I refer you to the current autism controversy. The conventional wisdom is that the incidence of autism have been rising dramatically over the past several years casting doubt on the theory that autism is somehow a genetic condition. A recent study fromEnglandin adults purportedly shows that the prevalence of autism among British adults is 1% – closely matching the rate in recent studies of US and British children. The authors conclude, “This favors the interpretation that methods of ascertainment have changed in more recent surveys of children compared with the earliest surveys in which the rates reported were considerably lower.”
12 – Relief of anxiety is a form of treatment and may affect the results of a study.
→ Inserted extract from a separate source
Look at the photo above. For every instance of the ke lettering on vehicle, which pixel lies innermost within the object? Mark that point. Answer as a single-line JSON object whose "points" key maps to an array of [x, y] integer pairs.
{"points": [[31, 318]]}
We all know about the so-called “Placebo Effect” where an inert substance can have an unexpected positive result in treating a medical condition. Medical studies often compare drug treatments head-to-head against placebo treatments to see if they actually work. A 2008 study showed that about 50% of internists and rheumatologists that participated had prescribed placebo treatments to patients who were unaware of this. In a more recent study from December, 2010 patients with Irritable Bowel Syndrome (Yes, syndrome) were actually told they were going to be receiving a placebo drug treatment. Sixty percent of them showed improvement compared with only 35% of those with IBS who remained on their standard treatment.
After the students are done, I give them one Bonus Rule to follow once they go into practice that may prevent future cases of agita:
“First do no harm” doesn’t mean, “If it’s not that harmful, then do it, because it just might work.”